The same lack of job creation is true, according to the report, for the Wisconsin Department of Natural Resources’ clean water grants program, which will get $105.9 million in stimulus money for clean water-related projects.
Dan Olson, a member of the DNR’s environmental improvement budget staff, said projects that will be reimbursed with the federal money could start by year end. He also said some projects that will be reimbursed with the stimulus money might be under way, but the department has no way of measuring how many jobs are created.
Calls to the Office of Energy Independence and the Office of Recovery and Reinvestment were not returned before deadline Tuesday.
For many construction workers still waiting, Fisher said, the promise of stimulus money to come offers less comfort than it once did.
“I remember when the question was whether we’d have enough people to fill all these jobs that were going to be available,” he said. “It’s not been an issue thus far. I’ve got a lot of members closing shop for the year already, and it’s only October.”
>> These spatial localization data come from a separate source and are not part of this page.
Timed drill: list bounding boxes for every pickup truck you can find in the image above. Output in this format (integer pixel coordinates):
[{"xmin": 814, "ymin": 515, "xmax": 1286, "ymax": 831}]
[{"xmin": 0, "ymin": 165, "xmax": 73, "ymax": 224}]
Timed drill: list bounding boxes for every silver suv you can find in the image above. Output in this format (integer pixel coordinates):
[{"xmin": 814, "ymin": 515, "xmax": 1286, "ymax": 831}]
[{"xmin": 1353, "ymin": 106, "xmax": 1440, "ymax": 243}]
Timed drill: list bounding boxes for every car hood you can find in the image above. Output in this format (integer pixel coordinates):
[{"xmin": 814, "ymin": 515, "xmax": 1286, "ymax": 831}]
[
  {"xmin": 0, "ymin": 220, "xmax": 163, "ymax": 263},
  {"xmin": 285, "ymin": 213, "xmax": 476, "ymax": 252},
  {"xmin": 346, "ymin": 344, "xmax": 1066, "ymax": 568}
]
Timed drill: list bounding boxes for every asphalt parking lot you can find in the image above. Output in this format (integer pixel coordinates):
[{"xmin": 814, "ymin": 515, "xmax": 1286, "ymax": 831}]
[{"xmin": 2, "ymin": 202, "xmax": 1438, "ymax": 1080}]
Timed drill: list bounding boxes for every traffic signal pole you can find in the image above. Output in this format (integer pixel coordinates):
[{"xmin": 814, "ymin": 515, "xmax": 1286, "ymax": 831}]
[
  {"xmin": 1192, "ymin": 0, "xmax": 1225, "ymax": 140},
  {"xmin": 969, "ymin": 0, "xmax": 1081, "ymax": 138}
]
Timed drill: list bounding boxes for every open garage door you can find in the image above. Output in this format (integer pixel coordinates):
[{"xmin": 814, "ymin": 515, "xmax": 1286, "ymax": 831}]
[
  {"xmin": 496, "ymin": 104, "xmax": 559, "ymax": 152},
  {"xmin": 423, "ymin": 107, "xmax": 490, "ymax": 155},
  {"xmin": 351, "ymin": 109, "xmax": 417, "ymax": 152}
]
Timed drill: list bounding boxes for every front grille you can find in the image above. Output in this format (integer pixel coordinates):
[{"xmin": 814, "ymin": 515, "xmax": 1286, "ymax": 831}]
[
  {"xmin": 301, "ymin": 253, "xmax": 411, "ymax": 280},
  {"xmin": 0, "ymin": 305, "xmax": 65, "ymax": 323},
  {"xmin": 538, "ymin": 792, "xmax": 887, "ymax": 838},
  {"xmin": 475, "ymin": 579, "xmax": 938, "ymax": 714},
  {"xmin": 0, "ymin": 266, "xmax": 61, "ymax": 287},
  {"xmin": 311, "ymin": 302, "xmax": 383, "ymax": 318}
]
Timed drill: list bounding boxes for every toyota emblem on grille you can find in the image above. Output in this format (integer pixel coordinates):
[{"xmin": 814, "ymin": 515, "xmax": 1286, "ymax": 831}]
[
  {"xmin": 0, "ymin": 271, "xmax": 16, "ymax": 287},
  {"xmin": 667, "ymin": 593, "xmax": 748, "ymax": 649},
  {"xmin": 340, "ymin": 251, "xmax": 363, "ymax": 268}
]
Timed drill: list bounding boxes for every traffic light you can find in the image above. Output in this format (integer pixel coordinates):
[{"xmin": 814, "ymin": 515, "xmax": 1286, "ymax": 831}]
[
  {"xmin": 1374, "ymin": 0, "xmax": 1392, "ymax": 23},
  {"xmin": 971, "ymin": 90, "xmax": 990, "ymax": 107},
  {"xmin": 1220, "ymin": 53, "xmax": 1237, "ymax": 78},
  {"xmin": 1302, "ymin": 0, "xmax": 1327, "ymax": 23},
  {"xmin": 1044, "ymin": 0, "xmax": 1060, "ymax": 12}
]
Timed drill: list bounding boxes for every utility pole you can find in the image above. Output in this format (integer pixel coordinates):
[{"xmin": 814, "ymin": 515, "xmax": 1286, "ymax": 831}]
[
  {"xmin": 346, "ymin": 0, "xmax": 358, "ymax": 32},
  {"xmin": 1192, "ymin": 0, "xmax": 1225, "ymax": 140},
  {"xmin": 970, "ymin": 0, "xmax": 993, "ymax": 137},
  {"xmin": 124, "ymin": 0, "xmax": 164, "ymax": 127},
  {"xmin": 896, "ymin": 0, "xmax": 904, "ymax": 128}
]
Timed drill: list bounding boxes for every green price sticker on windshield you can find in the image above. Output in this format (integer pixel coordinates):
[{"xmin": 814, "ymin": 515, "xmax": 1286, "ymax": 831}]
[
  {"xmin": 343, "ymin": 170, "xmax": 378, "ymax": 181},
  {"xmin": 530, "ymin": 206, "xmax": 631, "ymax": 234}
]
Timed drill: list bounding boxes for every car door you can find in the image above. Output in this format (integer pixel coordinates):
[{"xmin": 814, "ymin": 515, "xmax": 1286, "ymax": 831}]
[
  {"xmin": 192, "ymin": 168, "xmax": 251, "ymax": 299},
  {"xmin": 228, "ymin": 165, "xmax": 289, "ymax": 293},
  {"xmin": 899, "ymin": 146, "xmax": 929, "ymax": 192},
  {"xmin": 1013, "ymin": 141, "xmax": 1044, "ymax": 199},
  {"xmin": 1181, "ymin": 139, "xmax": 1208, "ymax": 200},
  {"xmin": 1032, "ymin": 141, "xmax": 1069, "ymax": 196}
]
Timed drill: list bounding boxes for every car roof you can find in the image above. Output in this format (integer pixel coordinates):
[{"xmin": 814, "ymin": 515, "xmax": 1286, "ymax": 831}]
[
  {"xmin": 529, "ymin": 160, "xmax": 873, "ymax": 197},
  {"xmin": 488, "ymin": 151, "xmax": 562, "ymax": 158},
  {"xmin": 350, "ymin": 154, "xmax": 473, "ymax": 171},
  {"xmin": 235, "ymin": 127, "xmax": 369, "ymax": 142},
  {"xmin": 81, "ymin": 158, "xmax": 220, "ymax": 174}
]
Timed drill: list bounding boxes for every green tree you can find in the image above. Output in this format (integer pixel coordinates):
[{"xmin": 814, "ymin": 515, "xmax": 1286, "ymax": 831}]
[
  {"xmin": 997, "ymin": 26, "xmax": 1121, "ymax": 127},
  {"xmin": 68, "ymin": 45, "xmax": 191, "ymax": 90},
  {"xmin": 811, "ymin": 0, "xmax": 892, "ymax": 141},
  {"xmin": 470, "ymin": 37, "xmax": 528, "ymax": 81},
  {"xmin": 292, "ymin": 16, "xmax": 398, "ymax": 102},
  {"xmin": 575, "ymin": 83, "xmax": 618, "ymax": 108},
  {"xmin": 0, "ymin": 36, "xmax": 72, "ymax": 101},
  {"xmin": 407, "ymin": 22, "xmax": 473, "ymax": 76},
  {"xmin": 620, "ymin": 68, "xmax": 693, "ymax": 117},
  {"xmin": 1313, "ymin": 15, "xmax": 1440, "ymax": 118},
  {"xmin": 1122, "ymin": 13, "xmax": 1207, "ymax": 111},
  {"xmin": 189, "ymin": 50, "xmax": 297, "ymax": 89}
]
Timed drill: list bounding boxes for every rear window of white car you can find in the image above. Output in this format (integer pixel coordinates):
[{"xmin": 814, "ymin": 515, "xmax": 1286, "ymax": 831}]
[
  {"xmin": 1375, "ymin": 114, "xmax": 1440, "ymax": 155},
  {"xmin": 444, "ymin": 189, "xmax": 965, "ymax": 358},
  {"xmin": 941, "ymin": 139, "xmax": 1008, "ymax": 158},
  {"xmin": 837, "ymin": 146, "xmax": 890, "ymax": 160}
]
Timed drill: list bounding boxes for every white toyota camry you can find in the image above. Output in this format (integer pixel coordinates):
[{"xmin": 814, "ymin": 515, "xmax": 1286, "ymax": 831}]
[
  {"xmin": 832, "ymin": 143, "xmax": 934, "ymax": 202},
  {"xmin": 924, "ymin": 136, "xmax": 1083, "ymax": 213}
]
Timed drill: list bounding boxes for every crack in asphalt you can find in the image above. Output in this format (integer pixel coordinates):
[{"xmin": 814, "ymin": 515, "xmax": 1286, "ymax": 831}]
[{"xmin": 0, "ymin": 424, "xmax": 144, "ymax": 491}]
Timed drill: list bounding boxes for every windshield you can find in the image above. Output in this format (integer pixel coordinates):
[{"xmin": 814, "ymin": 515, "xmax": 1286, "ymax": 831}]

State Sen. Luther Olsen, R-Ripon, said the reported 8,284 jobs created sounds “anemic.” He said stimulus spending is failing to stimulate the building industry.
“I think we’re going to find out later that even the jobs that we did get didn’t spin off the other jobs people were hoping for,” he said. “Everybody remembers the days of the Hoover Dam and all the people that were employed by those projects, but it’s a different world we live in now.
“If you’re laid off, I don’t think the numbers we have are a lot of hope.”
Fisher said the stimulus-backed construction work has not yet revived the private sector, and, even if more work is in the pipeline, unemployed workers are short on time.
“I’ve got a lot of members running out of unemployment benefits,” he said. “If it’s always a matter of tomorrow, that’s tough, because families not working today are the ones losing homes.”